Dans un monde où il y aurait, à entendre certains,  les courageux infirmiers normaux et les méchants fous à maîtriser, avec une barrière infranchissable, un fou reste un fou, n’est-ce pas, comme nous l’a rappelé un infirmier syndicaliste il y a peu de temps, mon discours est écoeurant. Parce que je dis que nous sommes des hommes comme vous, que trop souvent vous abusez de votre pouvoir, et qu’au lieu de vous interroger vous le théorisez pour le banaliser. Je dis que ça nous fait du mal, je dis que vous faites du mal en vous donnant bonne conscience, et que si votre travail n’est pas facile, notre vie  non plus, et encore moins quand on répond à la souffrance par de la violence.

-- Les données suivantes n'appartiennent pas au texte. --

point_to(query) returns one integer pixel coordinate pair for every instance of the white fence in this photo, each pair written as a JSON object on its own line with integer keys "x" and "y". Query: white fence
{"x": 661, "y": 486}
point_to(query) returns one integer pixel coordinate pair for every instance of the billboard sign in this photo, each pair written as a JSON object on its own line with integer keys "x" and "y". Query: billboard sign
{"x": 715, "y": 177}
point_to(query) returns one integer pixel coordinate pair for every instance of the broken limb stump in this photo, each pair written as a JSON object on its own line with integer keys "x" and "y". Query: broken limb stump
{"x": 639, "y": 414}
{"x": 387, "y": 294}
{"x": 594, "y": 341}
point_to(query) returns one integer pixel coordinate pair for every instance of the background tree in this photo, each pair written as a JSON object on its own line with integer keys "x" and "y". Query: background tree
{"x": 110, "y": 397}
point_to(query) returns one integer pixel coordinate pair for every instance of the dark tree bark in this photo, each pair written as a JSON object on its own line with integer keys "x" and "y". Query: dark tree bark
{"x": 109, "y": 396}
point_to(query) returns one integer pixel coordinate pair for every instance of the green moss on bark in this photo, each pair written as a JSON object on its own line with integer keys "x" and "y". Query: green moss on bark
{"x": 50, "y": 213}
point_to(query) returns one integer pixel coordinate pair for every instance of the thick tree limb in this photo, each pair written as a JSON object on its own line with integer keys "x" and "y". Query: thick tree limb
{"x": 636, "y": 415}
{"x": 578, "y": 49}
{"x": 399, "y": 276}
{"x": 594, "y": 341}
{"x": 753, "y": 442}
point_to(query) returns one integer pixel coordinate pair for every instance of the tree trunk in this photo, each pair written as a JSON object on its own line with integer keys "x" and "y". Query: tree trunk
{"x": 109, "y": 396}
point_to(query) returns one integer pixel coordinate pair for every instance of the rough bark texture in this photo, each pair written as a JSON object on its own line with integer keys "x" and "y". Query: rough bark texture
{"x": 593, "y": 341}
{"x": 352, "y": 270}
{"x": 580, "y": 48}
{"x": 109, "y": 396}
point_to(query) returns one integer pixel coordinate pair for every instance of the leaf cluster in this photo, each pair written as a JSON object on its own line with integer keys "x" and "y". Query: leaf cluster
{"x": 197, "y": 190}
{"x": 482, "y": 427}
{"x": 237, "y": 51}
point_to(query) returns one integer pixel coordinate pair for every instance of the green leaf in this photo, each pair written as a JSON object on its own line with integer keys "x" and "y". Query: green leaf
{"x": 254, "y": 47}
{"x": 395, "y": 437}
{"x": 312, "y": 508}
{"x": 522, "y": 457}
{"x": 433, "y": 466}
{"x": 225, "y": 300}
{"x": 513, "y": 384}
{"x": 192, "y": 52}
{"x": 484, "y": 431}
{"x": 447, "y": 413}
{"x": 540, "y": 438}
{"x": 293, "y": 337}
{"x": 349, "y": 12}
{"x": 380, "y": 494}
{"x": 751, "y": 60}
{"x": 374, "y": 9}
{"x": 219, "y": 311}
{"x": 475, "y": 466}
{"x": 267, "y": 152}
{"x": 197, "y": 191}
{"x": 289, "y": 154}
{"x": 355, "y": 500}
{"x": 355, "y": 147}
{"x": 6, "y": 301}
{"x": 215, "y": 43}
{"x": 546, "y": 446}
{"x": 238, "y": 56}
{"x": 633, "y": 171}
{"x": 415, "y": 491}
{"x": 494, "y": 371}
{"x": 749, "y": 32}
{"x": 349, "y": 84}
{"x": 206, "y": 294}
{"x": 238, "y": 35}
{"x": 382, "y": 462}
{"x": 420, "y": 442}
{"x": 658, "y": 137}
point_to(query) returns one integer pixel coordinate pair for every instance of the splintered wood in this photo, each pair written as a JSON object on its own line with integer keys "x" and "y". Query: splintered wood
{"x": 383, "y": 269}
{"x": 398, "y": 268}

Alors, oui, je suis écoeurante. Parce que toute cette violence envers les usagers, qui n’ont rien à dire, rien à faire, qu’à rester de l’autre côté de la barrière en hochant la tête devant les péremptoires “c’est pour votre bien”, “c’est du soin”, elle ne passe pas. Je suis écoeurante et c’est la preuve que je suis encore vivante et blessée devant la douleur des autres.